Selection of cargo membrane proteins by adaptor protein complexes is dependent on a "sorting signal," usually located in a cytoplasmic domain of the cargo membrane protein. There are two known sorting signals for interaction with clathrin-coated vesicles, a tyrosine-based sorting signal, YXXØ or NPXY (where X is any amino acid and Ø is a large hydrophobic amino acid (leucine, isoleucine, phenylalanine, methionine, valine) and the dileucine-based sorting signal. Both AP-1 and AP-2 have been found to recognize tyrosine-based and dileucine-based sorting signals (26, 27). AP-3 can also recognize the dileucine-sorting motif (28–30).
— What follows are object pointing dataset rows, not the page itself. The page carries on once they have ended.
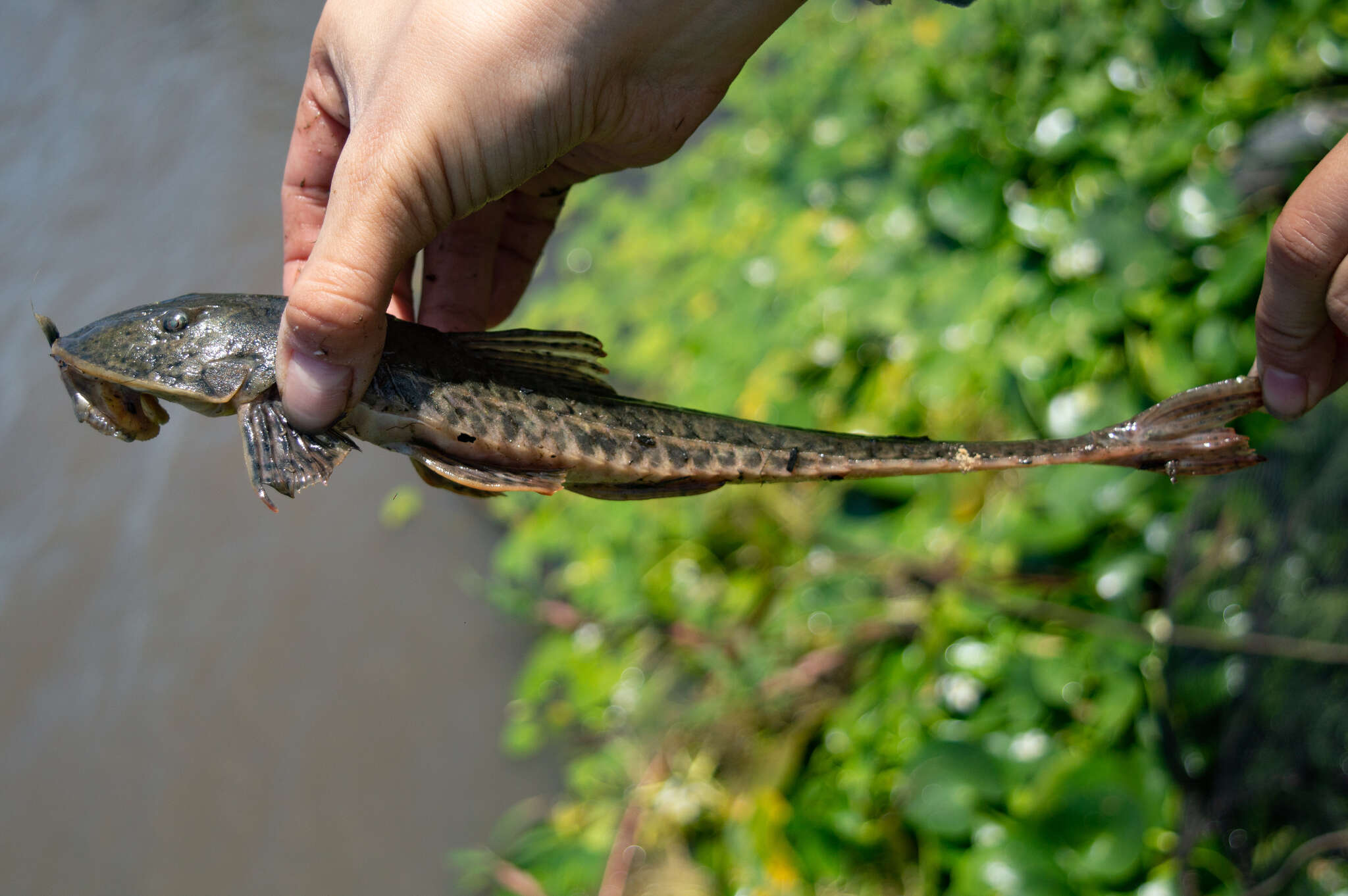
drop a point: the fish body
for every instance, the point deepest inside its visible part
(529, 410)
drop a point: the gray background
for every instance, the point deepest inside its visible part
(199, 695)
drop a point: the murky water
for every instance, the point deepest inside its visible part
(199, 695)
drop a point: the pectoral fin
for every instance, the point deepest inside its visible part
(480, 478)
(281, 456)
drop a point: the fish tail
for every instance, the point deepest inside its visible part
(1187, 434)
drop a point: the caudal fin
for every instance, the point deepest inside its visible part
(1187, 434)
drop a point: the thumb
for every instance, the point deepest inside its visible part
(332, 333)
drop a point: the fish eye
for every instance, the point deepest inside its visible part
(174, 321)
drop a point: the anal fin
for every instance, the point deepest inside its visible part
(438, 482)
(643, 491)
(482, 478)
(281, 456)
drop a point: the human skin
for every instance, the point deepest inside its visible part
(1301, 322)
(457, 127)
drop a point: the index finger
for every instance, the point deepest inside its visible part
(1303, 309)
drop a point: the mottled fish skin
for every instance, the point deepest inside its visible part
(522, 410)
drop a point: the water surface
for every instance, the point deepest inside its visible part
(199, 695)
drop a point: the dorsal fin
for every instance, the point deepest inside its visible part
(531, 355)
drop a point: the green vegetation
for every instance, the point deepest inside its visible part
(1022, 218)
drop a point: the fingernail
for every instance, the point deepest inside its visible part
(1285, 394)
(316, 391)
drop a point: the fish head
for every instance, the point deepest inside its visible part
(207, 352)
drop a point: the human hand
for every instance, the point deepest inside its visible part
(457, 126)
(1301, 322)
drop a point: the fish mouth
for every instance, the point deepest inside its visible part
(109, 407)
(113, 409)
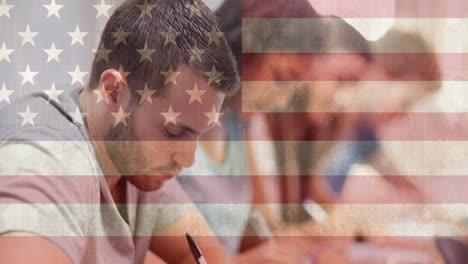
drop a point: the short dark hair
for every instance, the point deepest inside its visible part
(341, 36)
(416, 57)
(190, 19)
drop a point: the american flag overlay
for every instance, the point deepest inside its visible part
(346, 142)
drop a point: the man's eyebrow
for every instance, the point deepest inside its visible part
(188, 128)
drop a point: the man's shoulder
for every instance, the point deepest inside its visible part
(37, 117)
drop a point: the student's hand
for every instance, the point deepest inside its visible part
(279, 251)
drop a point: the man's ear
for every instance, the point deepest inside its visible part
(114, 90)
(287, 67)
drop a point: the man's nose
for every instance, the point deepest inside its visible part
(184, 153)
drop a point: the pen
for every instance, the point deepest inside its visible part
(260, 225)
(315, 210)
(196, 252)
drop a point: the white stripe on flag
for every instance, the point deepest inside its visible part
(256, 33)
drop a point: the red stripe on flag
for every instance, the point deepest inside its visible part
(446, 190)
(363, 8)
(409, 127)
(453, 65)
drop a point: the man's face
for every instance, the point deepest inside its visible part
(158, 142)
(334, 73)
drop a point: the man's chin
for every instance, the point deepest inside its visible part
(147, 183)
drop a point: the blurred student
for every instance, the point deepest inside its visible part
(220, 174)
(344, 57)
(406, 79)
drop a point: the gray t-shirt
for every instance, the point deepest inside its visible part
(51, 185)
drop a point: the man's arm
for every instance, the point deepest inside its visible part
(16, 248)
(171, 245)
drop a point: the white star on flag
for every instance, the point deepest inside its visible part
(214, 36)
(196, 53)
(77, 75)
(5, 53)
(102, 9)
(123, 73)
(214, 116)
(53, 53)
(28, 75)
(195, 94)
(77, 115)
(171, 76)
(120, 117)
(28, 116)
(170, 37)
(146, 94)
(102, 53)
(53, 9)
(146, 53)
(28, 36)
(120, 36)
(100, 96)
(146, 9)
(170, 116)
(77, 36)
(5, 94)
(53, 93)
(214, 76)
(5, 9)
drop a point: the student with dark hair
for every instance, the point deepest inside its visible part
(90, 175)
(222, 169)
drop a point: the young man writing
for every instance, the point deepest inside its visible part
(81, 173)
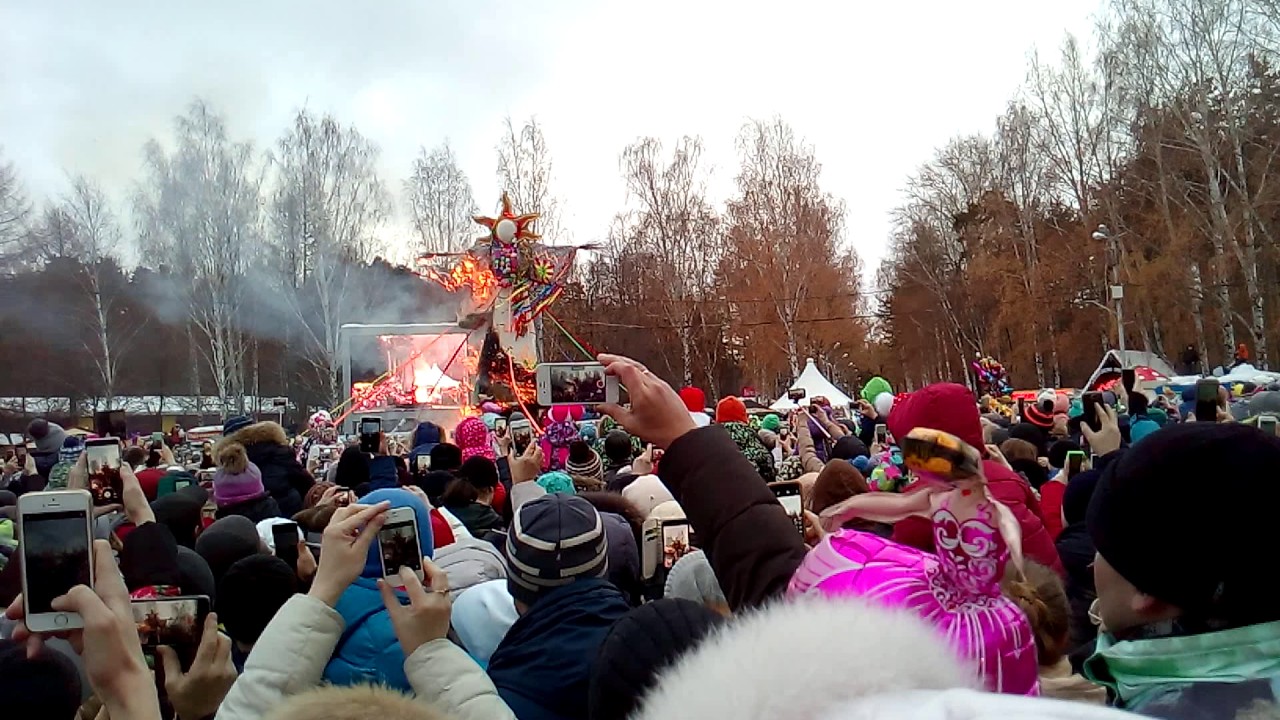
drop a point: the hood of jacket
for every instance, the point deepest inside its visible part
(259, 433)
(398, 499)
(942, 406)
(543, 666)
(1171, 677)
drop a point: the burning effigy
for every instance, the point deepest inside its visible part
(502, 283)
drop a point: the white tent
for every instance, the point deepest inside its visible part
(814, 384)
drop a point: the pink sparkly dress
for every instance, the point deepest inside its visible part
(958, 589)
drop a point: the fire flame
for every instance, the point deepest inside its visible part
(469, 272)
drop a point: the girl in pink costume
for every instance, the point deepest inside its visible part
(958, 589)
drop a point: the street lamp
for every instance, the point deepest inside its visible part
(1105, 235)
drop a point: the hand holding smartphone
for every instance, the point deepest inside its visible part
(55, 540)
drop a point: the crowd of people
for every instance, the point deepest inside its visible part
(951, 559)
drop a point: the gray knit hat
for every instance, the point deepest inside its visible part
(553, 541)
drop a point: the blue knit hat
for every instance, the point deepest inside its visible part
(398, 499)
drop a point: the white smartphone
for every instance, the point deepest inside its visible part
(398, 545)
(575, 383)
(55, 537)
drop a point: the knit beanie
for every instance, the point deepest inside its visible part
(640, 646)
(1151, 495)
(647, 492)
(71, 450)
(42, 686)
(553, 541)
(557, 481)
(472, 437)
(236, 478)
(693, 578)
(251, 592)
(730, 410)
(584, 463)
(227, 541)
(617, 446)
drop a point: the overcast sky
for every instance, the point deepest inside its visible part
(873, 86)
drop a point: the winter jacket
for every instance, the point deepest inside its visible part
(368, 650)
(1225, 674)
(750, 541)
(283, 475)
(291, 656)
(543, 665)
(951, 408)
(259, 509)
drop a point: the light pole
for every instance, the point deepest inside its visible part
(1105, 235)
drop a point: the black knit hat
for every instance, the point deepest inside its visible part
(251, 593)
(1185, 516)
(553, 541)
(638, 647)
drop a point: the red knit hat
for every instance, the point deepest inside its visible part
(695, 400)
(730, 410)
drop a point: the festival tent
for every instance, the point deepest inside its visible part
(1150, 370)
(814, 384)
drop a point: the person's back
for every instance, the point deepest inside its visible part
(558, 560)
(1189, 624)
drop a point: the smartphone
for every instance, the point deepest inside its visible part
(174, 621)
(284, 538)
(110, 423)
(575, 383)
(1089, 404)
(1206, 400)
(370, 434)
(789, 496)
(676, 541)
(1267, 424)
(103, 458)
(398, 545)
(1074, 461)
(55, 540)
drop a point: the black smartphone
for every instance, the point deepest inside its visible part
(284, 537)
(174, 621)
(370, 434)
(1074, 461)
(1089, 404)
(789, 496)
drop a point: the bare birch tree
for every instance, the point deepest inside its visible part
(327, 204)
(440, 203)
(199, 212)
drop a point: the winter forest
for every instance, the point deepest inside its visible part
(229, 267)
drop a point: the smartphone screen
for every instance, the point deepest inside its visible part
(397, 542)
(676, 542)
(174, 621)
(103, 458)
(284, 537)
(1074, 461)
(55, 556)
(576, 383)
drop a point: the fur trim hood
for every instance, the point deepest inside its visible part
(264, 432)
(804, 660)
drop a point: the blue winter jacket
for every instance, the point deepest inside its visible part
(543, 665)
(368, 651)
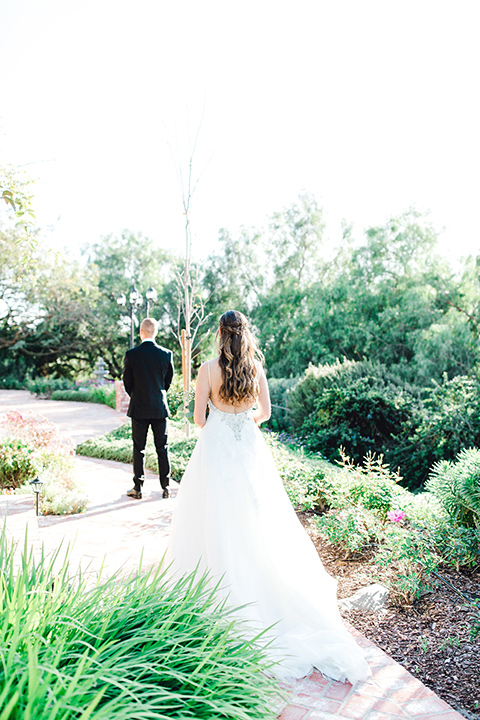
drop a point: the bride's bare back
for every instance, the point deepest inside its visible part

It is believed that at least two different sorting machineries are necessary for the trafficking of newly synthesized VAChT from the TGN to its final destination on the synaptic vesicle. Sorting from the TGN to the plasma membrane is suggested to involve the constitutive secretory pathway, and would not require a special sorting system. However, endocytosis from the plasma membrane to an endosomal compartment and intracellular trafficking from the endosomal compartment to synaptic vesicles likely require sorting machineries. Although there is evidence that clathrin-mediated endocytosis contributes to the sorting of VAChT in PC12 cells, the steps and pathway underlying the sorting and trafficking of newly synthesized transporter has yet to be determined. We now report on the identification of clathrin-coated vesicles that are involved in VAChT trafficking.

	EXPERIMENTAL PROCEDURES

TOP ABSTRACT INTRODUCTION EXPERIMENTAL PROCEDURES RESULTS DISCUSSION REFERENCES

 
DNA Constructs and Mutagenesis—A cDNA corresponding to the 60 amino acid cytoplasmic carboxyl tail of VAChT (residues 471–530), VAChT^CTD, was generated by PCR and subcloned into the EcoR1/NotI restriction sites of the bacterial expression vector pGEX5X-3 by adding appropriate restriction sites to the PCR primers.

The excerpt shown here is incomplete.